CALCULATION OF THE SURVIVOR’S PENSION IN CASE OF DIVORCE
Single divorced spouse
Normal survivor’s pension: €1,700
Duration of marriage: 1 February 1977 – 31 October 1987 (divorce transcription document)
Months of insurance during this period: 129 months
Total months of insurance from 1970 – 2010: 480 months
Prorated divorce: 129 / 480 = 0.27
The divorced spouse’s share of the pension is therefore €1,700 x 0.27 = €459 per month

Combination of a survivor’s pension for a divorced spouse with a survivor’s pension for a widow/widower
In this case, the different pension shares are calculated in proportion to the duration of the different marriages:
Duration of 1st marriage: 1 February 1977 – 31 October 1987 : 129 months
Duration of the 2nd marriage: 1 March 2001 – 28 February 2010: 108 months
Total duration of both marriages: 237 months
Divorced spouse’s share: 129 / 237 = 0.54
Widow’s/widower’s share: 108 / 237 = 0.46

According to this calculation, the divorced spouse would therefore receive 54% of the normal pension. However, there is an additional legal provision that the divorced spouse’s share cannot exceed that which would be payable if he or she were the sole beneficiary.

In the above example, the divorced spouse is therefore only entitled to the percentage resulting from the first calculation, i.e. 27% (129 months / 480 months) of the normal survivor’s pension = €459.

The widow/widower is entitled to the difference between this share and the normal survivor’s pension, i.e. €1,700 – €459 = €1,241 or 73% of the total survivor’s pension.

If the divorced spouse’s “marriage” percentage had been lower than the insurance period percentage, the former would have been used to calculate the divorced spouse’s share of the pension.

In summary, it can be said that the divorced spouse is always entitled to the smaller share of the pension resulting from the 2 calculations.

In order to save you from having to deal with the rather complicated provisions of the Social Security Code, CSL has developed a software program, available on its website, which you can use to automatically calculate the amount of the survivor’s pension in case of overlap with a personal pension or a salary.

(Last updated on 23.01.2024)

What is the administrative procedure for survivor's pensions?

All pensions are granted only upon formal application by the persons concerned.

Even if a pensioner dies, the survivor’s pension can only be granted upon application by the survivors.
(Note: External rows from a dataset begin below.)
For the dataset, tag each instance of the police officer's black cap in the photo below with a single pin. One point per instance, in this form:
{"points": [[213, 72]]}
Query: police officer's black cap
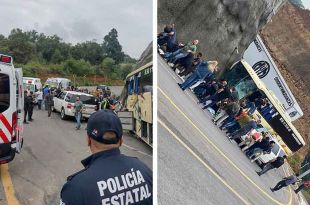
{"points": [[101, 122]]}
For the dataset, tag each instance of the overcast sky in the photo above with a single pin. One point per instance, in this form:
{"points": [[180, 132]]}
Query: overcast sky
{"points": [[78, 20]]}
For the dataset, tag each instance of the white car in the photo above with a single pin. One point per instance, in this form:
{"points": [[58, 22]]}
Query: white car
{"points": [[64, 103]]}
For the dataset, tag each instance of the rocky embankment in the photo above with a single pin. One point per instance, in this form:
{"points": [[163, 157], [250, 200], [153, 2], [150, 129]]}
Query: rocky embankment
{"points": [[287, 37], [225, 28]]}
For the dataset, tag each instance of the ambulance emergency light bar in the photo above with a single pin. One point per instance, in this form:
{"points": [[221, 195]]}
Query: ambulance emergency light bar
{"points": [[6, 59]]}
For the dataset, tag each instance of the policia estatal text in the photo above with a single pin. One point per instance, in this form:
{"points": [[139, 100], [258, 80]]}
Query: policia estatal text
{"points": [[109, 177]]}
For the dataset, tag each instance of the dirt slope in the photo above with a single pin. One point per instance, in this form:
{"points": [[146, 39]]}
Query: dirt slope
{"points": [[287, 37]]}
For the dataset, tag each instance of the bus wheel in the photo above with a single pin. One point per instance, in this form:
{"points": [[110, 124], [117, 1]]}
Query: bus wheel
{"points": [[63, 116]]}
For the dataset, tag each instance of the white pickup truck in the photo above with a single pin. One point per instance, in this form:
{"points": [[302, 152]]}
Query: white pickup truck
{"points": [[64, 103]]}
If the death of the insured person is known, the National pension insurance fund sends an application form to the survivors.

Extracts from a marriage certificate or declaration of civil partnership and the death certificate must be attached to the application.

Survivors of insured persons who live in another country must submit their claim to the competent body in their place of residence, in accordance with the legal requirements of that country.

After review of the conditions for awarding the pension, it is approved or rejected by a decision that can be appealed.

(last updated on 16.05.2023)

What about the supplement in case of death?

The pensions of survivors who lived with a recipient of an old-age or disability pension in a common household or were dependent on the recipient for maintenance receive a supplement for the 3 months following entitlement up to the amount of the deceased’s pension.

If the deceased was not yet in receipt of an old-age or disability pension, the pensions of survivors who lived in the same household as the insured person or who were dependent on him for maintenance will be supplemented for the month of death and the 3 subsequent months up to the amount of the pension to which the deceased would have been entitled.

If salary payments relating to the end of the month in which the employee dies and a benefit equal to 3 monthly salaries is awarded to survivors, the survivor’s pension and the supplement shall be paid as compensation to the employer.